TRAIS-Lab / dattri

`dattri` is a PyTorch library for developing, benchmarking, and deploying efficient data attribution algorithms.
https://trais-lab.github.io/dattri/
MIT License
27 stars 8 forks source link

Implemented retrain_loo and calculate_loo_groundtruth. #16

Closed charles-pyj closed 5 months ago

charles-pyj commented 5 months ago

1. Motivation and Context

retrain_loo

We would like to provide the users with a leave-one-out function that retrains and saves the models in a certain format for further uses. The training function is specified by the users and our function is in charge of splitting the data into leave-one-out subsets and call the user-specified training function to retrain and models and then save the models.

calculate_loo_groundtruth

After the user called retrain_loo and thus generates a directory of retrained LOO models, calculate_loo_groundtruth is capable of calculating the ground-truth values. The target function for groundtruth is user-specific, e.g. accuracy for binary classification or cross-entropy loss for softmax regression.

2. Summary of change

retrain_loo

We first manipulate the input dataloader and generate a list of lists where each of them represents a LOO subset of the full indices. We than subset the dataloader and call user-specified training function. We also keep track of the excluded indices, saved directories, etc. in the metadata which we will save at the root directory that user provides. We return None, as the function is only in charge of saving the models.

calculate_loo_groundtruth

Under the directory structure generated by retrain_loo, we first read in all the models and call user-specified target functions to generate ground truth values. We return the result as well as a list of excluded indices.

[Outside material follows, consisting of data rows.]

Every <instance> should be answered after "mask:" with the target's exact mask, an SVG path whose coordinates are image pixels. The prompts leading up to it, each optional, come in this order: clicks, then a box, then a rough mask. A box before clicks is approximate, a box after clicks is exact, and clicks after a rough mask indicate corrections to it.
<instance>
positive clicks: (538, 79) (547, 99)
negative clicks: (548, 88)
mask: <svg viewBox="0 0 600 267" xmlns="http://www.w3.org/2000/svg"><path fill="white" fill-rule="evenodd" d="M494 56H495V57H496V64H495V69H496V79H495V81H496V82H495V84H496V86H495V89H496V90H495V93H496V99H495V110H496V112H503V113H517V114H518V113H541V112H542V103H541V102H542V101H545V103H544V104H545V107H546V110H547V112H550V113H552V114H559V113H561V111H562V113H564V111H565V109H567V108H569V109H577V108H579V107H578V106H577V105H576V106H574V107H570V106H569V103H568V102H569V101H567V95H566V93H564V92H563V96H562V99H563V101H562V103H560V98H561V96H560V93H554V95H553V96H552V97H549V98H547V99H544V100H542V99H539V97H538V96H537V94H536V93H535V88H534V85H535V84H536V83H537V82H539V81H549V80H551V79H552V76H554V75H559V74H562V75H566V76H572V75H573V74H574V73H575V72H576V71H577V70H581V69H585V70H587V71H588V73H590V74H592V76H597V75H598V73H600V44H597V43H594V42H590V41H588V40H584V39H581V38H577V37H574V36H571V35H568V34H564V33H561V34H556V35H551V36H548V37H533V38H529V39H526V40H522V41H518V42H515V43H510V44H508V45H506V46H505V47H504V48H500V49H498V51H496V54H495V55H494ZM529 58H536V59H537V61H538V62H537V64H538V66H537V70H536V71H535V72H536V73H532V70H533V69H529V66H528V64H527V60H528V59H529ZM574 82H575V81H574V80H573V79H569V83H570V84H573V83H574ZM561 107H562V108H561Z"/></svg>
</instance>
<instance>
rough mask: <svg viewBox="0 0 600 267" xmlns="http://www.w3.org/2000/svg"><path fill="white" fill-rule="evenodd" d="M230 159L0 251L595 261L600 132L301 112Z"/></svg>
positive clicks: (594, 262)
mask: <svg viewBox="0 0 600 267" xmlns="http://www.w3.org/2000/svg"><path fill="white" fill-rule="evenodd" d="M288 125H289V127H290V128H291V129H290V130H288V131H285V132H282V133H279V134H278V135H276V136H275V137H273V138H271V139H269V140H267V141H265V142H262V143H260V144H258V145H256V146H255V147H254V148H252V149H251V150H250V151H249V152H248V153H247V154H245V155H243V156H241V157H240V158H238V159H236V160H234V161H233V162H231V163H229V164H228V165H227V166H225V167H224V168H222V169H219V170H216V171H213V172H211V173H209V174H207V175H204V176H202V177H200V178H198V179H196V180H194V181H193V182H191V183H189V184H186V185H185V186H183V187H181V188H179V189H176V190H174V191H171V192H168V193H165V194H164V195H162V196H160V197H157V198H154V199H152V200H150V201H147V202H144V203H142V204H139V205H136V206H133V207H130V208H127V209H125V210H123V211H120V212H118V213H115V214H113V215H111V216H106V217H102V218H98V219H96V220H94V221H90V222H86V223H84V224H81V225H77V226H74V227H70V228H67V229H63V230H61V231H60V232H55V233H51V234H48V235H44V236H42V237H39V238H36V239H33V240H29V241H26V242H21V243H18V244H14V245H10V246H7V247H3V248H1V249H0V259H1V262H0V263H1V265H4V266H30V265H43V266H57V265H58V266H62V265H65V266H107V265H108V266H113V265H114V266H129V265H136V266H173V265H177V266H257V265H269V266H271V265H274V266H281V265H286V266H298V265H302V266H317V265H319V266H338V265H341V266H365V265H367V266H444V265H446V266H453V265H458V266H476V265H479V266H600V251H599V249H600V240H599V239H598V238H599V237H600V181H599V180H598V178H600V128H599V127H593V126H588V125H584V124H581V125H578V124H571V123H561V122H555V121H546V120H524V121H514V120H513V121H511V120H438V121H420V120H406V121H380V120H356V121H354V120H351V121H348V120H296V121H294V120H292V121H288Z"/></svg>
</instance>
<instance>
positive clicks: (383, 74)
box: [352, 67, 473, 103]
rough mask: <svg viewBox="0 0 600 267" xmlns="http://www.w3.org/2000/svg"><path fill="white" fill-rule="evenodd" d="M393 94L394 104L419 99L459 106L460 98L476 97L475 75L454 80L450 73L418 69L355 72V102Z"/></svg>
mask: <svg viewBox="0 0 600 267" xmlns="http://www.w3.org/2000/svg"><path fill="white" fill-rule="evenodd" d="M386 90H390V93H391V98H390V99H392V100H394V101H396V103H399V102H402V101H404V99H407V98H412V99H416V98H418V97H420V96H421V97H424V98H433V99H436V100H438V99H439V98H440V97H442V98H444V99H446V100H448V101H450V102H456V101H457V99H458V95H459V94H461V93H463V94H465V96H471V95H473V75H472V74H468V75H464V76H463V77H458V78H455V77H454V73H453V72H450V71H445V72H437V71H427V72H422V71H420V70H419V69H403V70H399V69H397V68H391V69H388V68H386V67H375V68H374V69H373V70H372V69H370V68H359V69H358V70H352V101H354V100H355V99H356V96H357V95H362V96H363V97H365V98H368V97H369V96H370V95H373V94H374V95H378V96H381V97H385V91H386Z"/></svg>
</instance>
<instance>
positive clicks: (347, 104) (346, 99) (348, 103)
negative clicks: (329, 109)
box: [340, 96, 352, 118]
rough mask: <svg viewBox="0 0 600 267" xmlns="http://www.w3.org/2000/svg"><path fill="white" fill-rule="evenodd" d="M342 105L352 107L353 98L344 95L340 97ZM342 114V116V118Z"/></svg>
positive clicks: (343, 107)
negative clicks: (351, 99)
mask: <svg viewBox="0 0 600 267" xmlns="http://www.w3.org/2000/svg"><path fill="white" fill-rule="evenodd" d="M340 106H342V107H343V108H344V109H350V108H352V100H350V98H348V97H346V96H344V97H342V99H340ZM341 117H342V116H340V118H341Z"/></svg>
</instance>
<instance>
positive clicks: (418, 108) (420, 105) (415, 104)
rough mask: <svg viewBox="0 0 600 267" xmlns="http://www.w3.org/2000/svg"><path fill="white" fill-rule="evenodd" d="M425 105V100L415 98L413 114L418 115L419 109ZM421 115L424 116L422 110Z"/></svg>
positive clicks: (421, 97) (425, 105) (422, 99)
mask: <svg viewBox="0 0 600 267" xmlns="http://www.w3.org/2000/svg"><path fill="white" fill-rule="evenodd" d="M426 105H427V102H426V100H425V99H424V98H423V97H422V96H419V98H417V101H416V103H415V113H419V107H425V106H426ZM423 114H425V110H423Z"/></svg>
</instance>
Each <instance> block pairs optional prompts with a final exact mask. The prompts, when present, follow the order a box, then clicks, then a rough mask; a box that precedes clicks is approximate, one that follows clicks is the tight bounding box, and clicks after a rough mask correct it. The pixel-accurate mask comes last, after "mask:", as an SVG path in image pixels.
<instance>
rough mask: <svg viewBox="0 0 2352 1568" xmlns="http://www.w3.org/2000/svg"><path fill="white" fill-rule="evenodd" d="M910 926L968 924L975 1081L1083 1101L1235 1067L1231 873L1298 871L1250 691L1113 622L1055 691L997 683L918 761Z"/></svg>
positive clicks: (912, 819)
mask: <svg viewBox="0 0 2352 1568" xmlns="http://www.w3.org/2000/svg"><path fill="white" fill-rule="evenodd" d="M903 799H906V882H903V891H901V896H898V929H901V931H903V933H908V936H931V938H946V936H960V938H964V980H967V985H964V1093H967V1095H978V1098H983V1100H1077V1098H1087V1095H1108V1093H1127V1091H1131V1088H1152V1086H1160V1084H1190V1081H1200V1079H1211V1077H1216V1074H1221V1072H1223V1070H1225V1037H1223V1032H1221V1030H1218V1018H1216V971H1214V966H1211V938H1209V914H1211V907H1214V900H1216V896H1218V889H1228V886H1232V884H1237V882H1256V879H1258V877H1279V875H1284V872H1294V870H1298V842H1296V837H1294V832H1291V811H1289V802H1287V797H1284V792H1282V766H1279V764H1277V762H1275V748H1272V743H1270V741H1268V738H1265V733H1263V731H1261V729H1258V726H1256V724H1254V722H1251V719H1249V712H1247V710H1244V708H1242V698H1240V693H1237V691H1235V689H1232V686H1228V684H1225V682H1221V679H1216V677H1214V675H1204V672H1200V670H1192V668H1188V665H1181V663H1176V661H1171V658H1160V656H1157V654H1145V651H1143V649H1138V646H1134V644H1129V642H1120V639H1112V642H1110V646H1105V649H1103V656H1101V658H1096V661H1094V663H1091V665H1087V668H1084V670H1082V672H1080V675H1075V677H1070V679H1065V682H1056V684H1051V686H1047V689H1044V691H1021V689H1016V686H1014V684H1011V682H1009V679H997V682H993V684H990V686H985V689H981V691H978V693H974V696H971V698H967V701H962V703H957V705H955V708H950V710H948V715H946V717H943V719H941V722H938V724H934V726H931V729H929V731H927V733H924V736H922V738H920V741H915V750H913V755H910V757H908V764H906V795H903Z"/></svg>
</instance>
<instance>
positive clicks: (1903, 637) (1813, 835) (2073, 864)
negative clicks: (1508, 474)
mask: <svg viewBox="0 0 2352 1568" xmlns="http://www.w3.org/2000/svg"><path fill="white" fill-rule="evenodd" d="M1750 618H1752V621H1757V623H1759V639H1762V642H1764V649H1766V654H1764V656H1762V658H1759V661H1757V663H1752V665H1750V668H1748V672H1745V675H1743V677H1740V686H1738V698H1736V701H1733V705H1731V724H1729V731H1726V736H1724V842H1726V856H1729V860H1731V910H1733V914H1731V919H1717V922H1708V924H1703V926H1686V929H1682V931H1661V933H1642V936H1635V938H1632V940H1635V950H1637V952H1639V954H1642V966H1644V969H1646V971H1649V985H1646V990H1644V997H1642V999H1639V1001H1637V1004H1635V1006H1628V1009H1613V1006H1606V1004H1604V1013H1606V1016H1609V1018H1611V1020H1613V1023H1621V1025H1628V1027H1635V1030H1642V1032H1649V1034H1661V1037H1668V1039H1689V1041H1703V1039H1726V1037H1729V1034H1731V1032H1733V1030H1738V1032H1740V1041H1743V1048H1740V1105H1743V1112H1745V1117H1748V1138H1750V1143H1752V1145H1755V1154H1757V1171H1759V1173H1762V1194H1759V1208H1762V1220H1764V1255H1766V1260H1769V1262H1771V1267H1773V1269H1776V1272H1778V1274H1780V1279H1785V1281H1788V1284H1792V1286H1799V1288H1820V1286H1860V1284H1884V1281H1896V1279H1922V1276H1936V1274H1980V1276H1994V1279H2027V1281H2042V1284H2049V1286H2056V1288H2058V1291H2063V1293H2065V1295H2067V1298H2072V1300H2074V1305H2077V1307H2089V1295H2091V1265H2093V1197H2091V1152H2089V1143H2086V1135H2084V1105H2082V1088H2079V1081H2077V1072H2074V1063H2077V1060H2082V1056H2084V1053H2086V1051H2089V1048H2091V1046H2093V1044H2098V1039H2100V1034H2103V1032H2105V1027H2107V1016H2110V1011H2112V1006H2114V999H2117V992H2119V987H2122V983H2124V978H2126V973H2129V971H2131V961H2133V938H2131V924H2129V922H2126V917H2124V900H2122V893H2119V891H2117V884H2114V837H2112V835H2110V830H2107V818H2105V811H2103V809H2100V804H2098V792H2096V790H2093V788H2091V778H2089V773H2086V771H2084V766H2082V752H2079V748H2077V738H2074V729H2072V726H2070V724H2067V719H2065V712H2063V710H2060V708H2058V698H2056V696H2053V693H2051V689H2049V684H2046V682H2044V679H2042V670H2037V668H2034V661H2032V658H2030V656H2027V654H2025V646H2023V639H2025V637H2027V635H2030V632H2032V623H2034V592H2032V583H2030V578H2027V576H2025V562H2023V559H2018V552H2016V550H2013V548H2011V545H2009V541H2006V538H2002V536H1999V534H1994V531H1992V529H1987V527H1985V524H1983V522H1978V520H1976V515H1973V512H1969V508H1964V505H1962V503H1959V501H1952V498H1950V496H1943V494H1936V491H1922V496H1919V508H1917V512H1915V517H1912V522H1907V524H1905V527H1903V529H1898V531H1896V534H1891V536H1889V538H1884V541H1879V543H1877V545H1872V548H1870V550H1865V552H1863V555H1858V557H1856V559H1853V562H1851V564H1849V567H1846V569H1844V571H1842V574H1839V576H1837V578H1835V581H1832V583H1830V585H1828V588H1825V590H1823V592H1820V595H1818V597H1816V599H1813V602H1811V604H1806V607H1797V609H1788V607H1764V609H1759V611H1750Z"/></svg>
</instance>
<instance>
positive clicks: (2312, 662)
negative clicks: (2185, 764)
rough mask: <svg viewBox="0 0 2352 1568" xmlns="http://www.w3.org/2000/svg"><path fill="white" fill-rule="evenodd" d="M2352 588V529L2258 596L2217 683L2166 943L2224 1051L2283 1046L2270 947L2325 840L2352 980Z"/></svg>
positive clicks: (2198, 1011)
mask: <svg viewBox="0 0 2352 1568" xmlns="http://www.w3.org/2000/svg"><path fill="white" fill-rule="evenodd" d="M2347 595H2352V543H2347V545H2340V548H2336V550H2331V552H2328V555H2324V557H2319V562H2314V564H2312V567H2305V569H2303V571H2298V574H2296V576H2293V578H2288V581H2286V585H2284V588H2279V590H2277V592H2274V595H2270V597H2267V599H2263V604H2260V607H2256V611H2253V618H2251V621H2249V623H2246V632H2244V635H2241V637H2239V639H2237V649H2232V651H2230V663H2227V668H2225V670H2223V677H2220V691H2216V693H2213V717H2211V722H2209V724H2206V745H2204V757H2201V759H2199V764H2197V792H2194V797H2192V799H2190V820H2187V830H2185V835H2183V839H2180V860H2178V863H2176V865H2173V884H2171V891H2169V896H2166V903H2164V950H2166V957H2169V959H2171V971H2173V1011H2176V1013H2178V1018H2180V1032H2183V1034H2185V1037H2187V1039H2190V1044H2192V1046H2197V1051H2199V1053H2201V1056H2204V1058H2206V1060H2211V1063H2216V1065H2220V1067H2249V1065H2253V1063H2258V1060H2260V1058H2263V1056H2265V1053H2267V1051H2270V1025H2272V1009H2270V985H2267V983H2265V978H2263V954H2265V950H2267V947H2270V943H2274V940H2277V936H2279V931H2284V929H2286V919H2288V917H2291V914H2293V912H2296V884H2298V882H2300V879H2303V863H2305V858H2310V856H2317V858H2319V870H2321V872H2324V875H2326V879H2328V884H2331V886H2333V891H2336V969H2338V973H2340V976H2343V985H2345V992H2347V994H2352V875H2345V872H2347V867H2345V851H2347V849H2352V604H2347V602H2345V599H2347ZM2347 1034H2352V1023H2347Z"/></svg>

3. What tests have been added/updated for the change?

We will add test functions for logistic regression and CNN on MNIST dataset for testing. We will also deliver the retrained models.

xingjian-zhang commented 5 months ago

Hi @charles-pyj! Thanks for the effort. Please let me know (@ me) when this PR is ready for review.

charles-pyj commented 5 months ago

Hi @xingjian-zhang ! We believe apart from some formatting issues our PR is ready for review!

charles-pyj commented 5 months ago

Hi @xingjian-zhang thanks for the review! I have updated the code for more clarity. That being said, I still cannot pass Darglint due to DAR202. This is because retrain is supposed to return None but the keyword None is not recognized by Darglint. If I input nothing after the "Returns:" I cannot pass ruff. Are there any way to get around these checks?

xingjian-zhang commented 5 months ago

Hi @xingjian-zhang thanks for the review! I have updated the code for more clarity. That being said, I still cannot pass Darglint due to DAR202. This is because retrain is supposed to return None but the keyword None is not recognized by Darglint. If I input nothing after the "Returns:" I cannot pass ruff. Are there any way to get around these checks?

I guess you could try to remove the Return section in docstring since the function does not return anything?

xingjian-zhang commented 5 months ago

LGTM. If there is no other changes, we can merge it.